It's a good guess that I was the only 13 year old in Greenfield Indiana who listened to Jim O'Neill on WLW before school each morning. My dad was a teacher. He needed to be at school earlier than I did. But I'd get up early, ride along to school with him and then wait in our '71 Olds Cutlass - doing some late homework and laughing to JFPO's "As Your Stomach Turns" before the start of class.

What a quirky sense of humor. Mixed with the true gift of finding just the right words to paint a "theater of the mind" picture of the mythical Shady Corners. JFPO made it so easy for me to see that house and its residents. You felt like you knew them. Like they were part of your family...or your town. Or at least a part of the small town you had always dreamed of living in.

Other radio stations had morning DJs who did impersonations...but did them poorly much of the time.
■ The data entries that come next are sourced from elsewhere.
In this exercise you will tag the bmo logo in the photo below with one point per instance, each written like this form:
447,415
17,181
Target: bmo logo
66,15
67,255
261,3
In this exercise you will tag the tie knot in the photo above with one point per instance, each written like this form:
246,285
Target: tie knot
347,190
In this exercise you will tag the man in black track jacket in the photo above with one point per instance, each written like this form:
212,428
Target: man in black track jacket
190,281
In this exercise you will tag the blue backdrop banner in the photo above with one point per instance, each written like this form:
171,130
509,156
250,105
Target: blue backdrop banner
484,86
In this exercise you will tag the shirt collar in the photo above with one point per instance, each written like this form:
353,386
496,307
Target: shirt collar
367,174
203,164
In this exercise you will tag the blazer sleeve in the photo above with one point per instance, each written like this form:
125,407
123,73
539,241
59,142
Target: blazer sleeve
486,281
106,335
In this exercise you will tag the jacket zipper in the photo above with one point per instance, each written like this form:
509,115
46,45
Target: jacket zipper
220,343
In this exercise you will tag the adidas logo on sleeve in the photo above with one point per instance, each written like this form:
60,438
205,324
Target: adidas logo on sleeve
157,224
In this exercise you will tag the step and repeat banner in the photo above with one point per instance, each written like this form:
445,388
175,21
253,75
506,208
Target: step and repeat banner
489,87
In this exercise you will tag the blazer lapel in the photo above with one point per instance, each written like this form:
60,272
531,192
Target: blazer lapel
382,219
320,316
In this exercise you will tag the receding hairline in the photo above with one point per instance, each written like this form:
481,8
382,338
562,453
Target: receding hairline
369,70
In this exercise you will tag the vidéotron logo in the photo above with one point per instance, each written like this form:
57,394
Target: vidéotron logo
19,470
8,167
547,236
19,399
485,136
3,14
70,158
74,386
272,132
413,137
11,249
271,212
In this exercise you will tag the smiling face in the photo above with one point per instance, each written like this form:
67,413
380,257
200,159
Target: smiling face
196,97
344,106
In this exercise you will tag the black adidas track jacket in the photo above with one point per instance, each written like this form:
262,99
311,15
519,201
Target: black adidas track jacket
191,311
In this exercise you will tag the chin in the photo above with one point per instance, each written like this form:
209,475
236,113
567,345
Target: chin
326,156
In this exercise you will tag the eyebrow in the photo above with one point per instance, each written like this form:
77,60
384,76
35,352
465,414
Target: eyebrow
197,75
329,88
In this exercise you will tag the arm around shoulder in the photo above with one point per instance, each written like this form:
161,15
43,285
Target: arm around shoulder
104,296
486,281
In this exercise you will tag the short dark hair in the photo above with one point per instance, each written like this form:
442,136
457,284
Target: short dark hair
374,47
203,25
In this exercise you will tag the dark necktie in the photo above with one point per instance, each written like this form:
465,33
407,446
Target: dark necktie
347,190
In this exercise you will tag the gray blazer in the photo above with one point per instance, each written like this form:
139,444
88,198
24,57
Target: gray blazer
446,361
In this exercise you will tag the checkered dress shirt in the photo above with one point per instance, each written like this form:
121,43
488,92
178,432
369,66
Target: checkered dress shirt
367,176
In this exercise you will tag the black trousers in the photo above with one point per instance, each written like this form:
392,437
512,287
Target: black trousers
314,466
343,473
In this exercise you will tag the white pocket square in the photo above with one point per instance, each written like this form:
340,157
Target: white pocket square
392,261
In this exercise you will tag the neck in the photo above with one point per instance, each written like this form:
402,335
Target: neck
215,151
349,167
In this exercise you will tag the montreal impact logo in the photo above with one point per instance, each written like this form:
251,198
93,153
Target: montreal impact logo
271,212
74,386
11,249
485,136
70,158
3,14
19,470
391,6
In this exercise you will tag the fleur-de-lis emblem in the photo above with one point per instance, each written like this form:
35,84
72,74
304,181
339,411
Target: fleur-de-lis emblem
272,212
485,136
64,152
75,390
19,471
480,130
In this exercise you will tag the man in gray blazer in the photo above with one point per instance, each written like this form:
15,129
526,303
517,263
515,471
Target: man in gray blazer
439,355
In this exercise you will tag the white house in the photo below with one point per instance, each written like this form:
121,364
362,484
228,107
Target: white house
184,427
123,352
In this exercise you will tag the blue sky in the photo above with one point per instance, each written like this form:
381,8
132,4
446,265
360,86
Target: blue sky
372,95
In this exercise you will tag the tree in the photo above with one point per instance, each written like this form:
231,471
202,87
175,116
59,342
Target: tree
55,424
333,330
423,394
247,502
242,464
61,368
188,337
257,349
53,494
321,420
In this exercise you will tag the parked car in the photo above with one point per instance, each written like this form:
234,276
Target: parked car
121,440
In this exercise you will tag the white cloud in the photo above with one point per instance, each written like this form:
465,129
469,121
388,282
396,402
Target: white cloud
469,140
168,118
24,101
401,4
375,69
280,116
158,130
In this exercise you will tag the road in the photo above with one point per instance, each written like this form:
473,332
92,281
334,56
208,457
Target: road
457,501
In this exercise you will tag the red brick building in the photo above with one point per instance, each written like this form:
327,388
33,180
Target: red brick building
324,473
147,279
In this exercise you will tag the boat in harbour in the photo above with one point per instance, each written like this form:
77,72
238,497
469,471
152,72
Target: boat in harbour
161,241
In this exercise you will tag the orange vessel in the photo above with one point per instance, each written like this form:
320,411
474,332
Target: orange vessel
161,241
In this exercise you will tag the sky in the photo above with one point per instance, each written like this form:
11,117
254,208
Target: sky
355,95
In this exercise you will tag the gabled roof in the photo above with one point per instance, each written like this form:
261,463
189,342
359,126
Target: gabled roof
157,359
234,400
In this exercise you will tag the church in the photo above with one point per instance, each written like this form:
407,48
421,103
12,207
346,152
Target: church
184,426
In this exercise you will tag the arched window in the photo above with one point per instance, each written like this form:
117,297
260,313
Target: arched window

They seemed to use them in low humor parodies that basically wrote themselves. Find the cheap laugh, hit the production room after the shift, and record the bit to cart for the next day.

But if you listened to JFPO for long, you'd come to a marvelous conclusion. JFPO was doing his character bits on the fly. Live. Not on cart. And unlike the many DJ's of his era that did easy parodies with bad impersonations, JFPO had created his own, unique and very special Shady Corners world. With depth. With wit. With charm. I'd listen with awe as JFPO easily moved from voice to voice in those 60 seconds bits...never stumbling in doing so.
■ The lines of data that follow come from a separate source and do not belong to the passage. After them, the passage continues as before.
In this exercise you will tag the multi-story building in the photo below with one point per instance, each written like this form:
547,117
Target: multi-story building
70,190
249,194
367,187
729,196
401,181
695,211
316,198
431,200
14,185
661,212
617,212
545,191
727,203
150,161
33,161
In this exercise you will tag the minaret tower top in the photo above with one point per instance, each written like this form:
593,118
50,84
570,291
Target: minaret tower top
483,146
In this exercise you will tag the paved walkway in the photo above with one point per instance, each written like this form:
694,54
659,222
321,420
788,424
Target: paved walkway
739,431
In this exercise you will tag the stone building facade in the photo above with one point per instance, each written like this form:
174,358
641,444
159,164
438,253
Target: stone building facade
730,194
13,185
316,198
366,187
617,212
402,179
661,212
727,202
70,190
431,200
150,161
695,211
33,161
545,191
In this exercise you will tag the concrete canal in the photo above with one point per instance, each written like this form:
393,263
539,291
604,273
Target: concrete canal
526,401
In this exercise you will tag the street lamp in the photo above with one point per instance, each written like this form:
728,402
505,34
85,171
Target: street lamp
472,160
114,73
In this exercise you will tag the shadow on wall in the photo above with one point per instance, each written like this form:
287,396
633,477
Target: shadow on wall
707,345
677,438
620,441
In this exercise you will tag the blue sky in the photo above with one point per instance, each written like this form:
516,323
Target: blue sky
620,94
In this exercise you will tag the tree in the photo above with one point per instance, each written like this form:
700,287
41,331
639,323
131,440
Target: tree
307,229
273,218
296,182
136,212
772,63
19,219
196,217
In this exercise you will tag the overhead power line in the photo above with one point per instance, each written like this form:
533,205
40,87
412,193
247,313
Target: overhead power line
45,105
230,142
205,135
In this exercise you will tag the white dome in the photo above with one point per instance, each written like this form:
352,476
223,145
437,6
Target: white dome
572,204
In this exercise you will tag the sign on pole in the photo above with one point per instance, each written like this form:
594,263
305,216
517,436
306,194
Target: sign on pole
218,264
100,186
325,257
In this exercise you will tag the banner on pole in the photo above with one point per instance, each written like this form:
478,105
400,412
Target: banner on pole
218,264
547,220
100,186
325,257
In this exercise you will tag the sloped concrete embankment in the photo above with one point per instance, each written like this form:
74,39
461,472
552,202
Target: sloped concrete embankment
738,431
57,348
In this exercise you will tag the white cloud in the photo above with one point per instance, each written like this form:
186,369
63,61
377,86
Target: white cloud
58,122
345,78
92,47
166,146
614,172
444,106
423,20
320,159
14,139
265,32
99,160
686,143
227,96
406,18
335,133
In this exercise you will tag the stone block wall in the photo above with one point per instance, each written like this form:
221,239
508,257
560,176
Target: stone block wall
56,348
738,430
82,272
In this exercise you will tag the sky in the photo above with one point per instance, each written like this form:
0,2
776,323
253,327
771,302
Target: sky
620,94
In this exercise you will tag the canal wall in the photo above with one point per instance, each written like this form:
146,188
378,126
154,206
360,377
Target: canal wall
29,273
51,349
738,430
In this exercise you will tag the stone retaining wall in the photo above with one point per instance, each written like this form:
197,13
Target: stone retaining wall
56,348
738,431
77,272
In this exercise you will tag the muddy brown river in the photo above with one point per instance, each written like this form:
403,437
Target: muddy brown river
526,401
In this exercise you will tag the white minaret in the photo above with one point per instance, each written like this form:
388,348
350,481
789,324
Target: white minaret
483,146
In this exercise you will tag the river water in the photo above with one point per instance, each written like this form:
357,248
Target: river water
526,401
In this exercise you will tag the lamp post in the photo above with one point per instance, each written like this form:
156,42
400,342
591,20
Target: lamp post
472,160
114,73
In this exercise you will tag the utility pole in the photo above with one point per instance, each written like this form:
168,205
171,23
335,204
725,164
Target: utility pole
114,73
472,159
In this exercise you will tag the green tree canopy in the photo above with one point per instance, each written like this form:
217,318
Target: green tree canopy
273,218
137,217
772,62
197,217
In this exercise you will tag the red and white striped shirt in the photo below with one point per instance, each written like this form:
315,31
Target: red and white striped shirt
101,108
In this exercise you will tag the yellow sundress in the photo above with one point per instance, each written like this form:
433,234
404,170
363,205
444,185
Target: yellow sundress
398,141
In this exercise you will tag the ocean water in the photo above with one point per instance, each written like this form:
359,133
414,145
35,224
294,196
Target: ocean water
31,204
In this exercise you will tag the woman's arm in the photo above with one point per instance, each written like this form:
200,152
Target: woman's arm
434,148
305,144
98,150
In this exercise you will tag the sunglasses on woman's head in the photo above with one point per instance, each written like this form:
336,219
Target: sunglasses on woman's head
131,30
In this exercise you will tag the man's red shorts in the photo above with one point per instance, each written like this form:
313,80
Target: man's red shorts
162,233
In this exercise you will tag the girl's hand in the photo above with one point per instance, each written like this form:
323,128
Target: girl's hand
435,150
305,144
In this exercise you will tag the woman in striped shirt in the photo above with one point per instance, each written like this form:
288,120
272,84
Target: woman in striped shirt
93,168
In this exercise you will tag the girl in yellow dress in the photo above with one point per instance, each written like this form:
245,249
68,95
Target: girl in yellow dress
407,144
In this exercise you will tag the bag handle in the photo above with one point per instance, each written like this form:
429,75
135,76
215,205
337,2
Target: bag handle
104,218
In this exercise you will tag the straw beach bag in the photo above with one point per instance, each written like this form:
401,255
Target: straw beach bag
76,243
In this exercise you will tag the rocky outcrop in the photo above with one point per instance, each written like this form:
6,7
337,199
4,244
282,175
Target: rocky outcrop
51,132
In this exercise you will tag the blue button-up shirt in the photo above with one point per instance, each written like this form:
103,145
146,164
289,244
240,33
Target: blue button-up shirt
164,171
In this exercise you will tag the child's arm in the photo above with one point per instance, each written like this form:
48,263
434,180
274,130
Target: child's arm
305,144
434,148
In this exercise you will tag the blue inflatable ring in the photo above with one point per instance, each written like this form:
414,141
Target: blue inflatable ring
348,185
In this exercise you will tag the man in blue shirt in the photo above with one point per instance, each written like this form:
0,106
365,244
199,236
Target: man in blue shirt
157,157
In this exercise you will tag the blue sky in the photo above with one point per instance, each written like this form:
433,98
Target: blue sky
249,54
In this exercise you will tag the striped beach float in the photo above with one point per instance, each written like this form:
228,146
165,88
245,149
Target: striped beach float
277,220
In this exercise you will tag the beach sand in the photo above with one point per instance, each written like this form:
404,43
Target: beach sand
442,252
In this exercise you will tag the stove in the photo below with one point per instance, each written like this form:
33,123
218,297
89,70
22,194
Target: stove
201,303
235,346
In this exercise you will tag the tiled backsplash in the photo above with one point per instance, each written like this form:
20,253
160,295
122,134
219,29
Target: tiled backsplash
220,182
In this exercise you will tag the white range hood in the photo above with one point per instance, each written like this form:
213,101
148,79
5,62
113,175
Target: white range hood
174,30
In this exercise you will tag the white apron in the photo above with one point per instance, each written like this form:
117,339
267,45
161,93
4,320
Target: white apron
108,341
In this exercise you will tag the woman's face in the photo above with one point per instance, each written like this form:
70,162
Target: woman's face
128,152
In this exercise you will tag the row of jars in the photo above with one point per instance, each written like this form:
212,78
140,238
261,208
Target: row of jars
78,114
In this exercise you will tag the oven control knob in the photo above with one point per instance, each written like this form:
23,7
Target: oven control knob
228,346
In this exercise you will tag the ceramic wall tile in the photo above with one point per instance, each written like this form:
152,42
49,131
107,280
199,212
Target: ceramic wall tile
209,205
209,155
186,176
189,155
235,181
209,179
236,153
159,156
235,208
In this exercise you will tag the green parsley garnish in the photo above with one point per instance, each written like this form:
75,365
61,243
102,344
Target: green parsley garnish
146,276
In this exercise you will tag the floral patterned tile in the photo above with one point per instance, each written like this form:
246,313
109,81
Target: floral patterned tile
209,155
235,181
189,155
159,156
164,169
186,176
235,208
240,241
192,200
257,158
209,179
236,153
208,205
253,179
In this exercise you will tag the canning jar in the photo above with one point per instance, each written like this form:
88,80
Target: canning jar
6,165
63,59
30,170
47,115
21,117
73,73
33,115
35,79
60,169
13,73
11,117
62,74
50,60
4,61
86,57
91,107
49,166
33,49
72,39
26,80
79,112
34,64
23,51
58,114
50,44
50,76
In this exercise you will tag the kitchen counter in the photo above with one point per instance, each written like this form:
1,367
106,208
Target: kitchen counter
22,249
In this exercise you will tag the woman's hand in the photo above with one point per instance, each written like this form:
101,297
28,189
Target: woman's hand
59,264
In the 80s my dad asked me if I'd heard this guy on NPR named Keillor? Only Lake Woebegon came close to reminding me of those halcyon days when JFPO took us to Shady Corners each morning. And I've always wondered about who might have influenced who, knowing of JFPO's days at KDWB Minneapolis prior to his move to the Queen City. Only Keillor, and to a degree Jean Sheppard, came close to JFPO.

Yeah. I was a fan of James Francis Patrick O'Neill.

I'll always remember the last time I heard JFPO on the radio. The day Bob Braun died. JFPO had retired from WSAI months earlier. That afternoon he was sitting in with Wirt Cain...but really not adding much to the discourse. Age seemed to have taken that mischievous sparkle from his voice. You could hear the rattle of emphysema with every breath. For the kid who so fondly remembered those days in Shady Corners, it was painful to listen to.

I was about to turn the radio off when Bonnie Lou from the Paul Dixon Show called in. Cain sat back and allowed she and JFPO to talk about the old days at 9th and Elm. About Braun. About the mutual humor they found in old country song titles. About Paul Baby. As Bonnie Lou was ending the call, she mentioned that every morning before sunrise she still listened from Florida to Nick Clooney and WSAI via that big sky wave signal.

Then it happened. Bonnie Lou made a simple innocent offhand comment...that "she had Nick Clooney 'til the sun comes up." Most people probably missed it. And more so, probably missed what came next. But if you were listening closely you heard it. JFPO's quick reply..."well there's a country song title right there."

Was it the funniest thing I'd ever heard JFPO say? No. But it still made me laugh. And I made a mental note of it. Because for that brief second, that different way of seeing things...that quirky sense of humor...that mischievous sparkle that made JFPO worth listening to every day before school had showed itself again. I cherished the moment.

Then I turned the radio off. I knew that I'd likely never hear O'Neill on the radio again. And that was okay. Because I knew that at least for me, James Francis Patrick O'Neill had ended things with a laugh.